OpenAI did confidentially file their S-1, which costs a ton of money to put together for the bankers and regulators to review. They did test the market and it looks like either the banks or people directly around Altman told him not to move forward. That doesn't mean Zitron was wrong about OpenAI IPOing. They took steps in that direction and then decided not to move forward. That's not his fault.

As far as the bubble bursting soon, we are starting to see some pretty concerning signals. The South Korean stock market triggered trading circuit breakers twice earlier this week to stop a runaway selloff in the tech sector.

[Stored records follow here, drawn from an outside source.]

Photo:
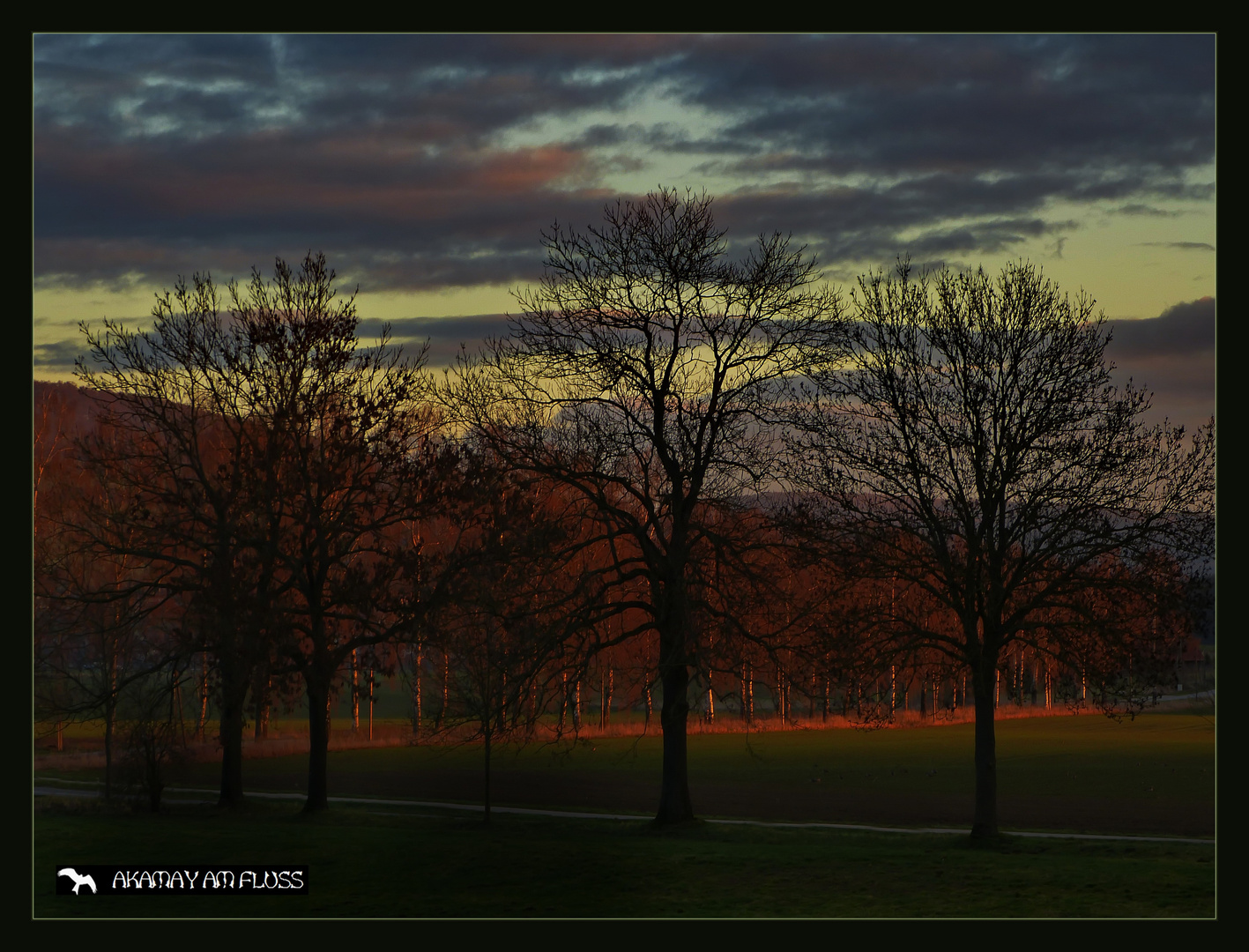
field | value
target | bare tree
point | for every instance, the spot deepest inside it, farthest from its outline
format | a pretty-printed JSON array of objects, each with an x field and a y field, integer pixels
[
  {"x": 521, "y": 613},
  {"x": 644, "y": 376},
  {"x": 195, "y": 473},
  {"x": 973, "y": 448},
  {"x": 353, "y": 463}
]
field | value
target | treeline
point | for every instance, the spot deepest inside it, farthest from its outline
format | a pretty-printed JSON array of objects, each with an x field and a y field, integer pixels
[{"x": 679, "y": 480}]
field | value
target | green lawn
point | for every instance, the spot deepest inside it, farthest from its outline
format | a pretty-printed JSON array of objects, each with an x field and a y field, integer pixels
[{"x": 1150, "y": 776}]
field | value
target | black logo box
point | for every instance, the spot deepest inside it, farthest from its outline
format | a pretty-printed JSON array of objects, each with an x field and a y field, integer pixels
[{"x": 180, "y": 880}]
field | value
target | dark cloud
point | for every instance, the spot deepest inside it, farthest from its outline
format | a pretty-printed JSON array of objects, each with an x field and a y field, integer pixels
[
  {"x": 1183, "y": 329},
  {"x": 398, "y": 155}
]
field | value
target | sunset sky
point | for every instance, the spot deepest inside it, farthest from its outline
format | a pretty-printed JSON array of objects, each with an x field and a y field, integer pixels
[{"x": 425, "y": 167}]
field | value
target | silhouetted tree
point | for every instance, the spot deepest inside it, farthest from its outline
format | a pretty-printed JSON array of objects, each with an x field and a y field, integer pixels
[
  {"x": 197, "y": 473},
  {"x": 521, "y": 611},
  {"x": 974, "y": 448},
  {"x": 644, "y": 376},
  {"x": 353, "y": 463}
]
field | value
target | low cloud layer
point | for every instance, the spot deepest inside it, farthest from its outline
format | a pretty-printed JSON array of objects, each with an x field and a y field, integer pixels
[{"x": 434, "y": 161}]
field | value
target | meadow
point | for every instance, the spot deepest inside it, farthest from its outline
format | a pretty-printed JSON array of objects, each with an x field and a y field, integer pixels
[{"x": 1153, "y": 776}]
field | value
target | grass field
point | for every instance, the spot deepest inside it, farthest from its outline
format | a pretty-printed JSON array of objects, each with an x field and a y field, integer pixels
[{"x": 1153, "y": 776}]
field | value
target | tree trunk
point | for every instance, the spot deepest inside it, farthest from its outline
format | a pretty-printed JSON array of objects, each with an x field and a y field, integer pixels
[
  {"x": 234, "y": 700},
  {"x": 486, "y": 787},
  {"x": 985, "y": 823},
  {"x": 230, "y": 736},
  {"x": 674, "y": 805},
  {"x": 319, "y": 742}
]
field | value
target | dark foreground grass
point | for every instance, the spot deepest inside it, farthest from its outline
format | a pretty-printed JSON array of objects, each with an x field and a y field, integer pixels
[{"x": 400, "y": 864}]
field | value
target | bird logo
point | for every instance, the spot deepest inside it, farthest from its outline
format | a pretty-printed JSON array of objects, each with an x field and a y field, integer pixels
[{"x": 78, "y": 880}]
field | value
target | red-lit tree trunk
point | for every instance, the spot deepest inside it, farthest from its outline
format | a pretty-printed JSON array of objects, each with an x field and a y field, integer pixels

For reference, circuit breakers have only been triggered in the Korean market 10 times in history, and only 5 times ever in the US markets.

https://finance.yahoo.com/markets/world-indices/articles/kos...

  • FWIW I think there's a "Y2K never happened" future here, where the bubble never bursts (in the sense of some insane market valuation proving to be lunatic) but everyone does what they can to make sure it doesn't burst on them, and they pull back and the bubble just deflates.

    Take for example the action on SPACs that made the "SPAC everything" era end.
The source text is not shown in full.